Piko would ask you what power supply and throttle you are using. Soundtraxx decoders need clean power, so too much voltage (over 22V/24V max) would be an issue as well as brand of power. NMRA standards say 24V, but nearly all 24V power systems send more than that to the track when waves are calculated, so you likely want 22V or a little less. Piko might actually be the only manufacturer that actually follows NMRA exactly, so most folks blame them - even though "NMRA standards" are supposed to be standard.  

My Piko mogul would flash lights when power was too high. Once I used a "NMRA standard" transformer it was all good. I think Piko uses a 20V/6A power supply on their digital system.


----------



## Dan Pierce (Jan 2, 2008)

Largescale NMRA standards are not what I would expect. DC voltage at 27 volts, but DCC at 22 volts. Since DCC is a square wave, 22 volts after a bridge rectifier is less than 22 volts!!! I have an old Zimo system that has 25 volts DCC on the output (my command station has 24 volts AC input) and LGB, Massoth, Zimo decoders all work great. MRC decoders do not like my system, I have to add heat sinks to the 12 volt regulator as it gets real hot. Some Soundtraxx decoders go to voltage fault. 

I have found US companies building systejms stay at or below 21 volts but European systems go over 22 volts.


----------



## gdtmsailor (Apr 17, 2020)

You are all right! I switched down to the 20V/6A power supply and no more issues!


----------



## Cougar Rock Rail (Jan 2, 2008)

gdtmsailor said:


> You are all right! I switched down to the 20V/6A power supply and no more issues!

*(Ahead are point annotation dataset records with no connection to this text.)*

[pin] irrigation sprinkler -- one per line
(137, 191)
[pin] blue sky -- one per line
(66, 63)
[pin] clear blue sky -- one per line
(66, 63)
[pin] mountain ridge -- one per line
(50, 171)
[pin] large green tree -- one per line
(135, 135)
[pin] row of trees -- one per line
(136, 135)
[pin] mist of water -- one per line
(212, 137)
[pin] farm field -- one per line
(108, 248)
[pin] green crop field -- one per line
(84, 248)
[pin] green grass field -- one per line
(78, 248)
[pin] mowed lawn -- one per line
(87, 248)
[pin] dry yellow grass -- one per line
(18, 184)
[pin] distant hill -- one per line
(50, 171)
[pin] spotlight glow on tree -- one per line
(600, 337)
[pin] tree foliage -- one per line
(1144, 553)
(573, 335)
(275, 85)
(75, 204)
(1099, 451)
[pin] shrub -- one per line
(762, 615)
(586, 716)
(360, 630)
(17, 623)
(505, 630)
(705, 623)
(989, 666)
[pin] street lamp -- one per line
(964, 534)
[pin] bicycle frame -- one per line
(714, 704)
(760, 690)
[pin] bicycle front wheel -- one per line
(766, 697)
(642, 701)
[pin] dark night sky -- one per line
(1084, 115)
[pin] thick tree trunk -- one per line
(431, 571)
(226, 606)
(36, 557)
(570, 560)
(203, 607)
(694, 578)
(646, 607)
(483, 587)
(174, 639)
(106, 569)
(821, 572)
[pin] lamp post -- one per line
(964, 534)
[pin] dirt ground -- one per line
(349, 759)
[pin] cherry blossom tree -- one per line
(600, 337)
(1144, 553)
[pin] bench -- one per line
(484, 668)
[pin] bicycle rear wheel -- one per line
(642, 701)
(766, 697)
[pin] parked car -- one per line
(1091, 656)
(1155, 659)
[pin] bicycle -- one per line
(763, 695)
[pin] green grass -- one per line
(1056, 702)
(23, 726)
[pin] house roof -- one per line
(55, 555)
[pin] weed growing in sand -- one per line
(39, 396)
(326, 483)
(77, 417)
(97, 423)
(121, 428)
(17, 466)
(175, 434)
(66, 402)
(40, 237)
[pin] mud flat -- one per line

That’s great news—thanks for letting us know!


----------



## Greg Elmassian (Jan 3, 2008)

So what power supply were you using before?


----------



## phils2um (Jan 11, 2020)

I'm surprised. I would have expected Piko to source more robust decoders for their G gauge trains.

Phil S.


----------



## Greg Elmassian (Jan 3, 2008)

I believe he said his problem was solved with a better power supply


----------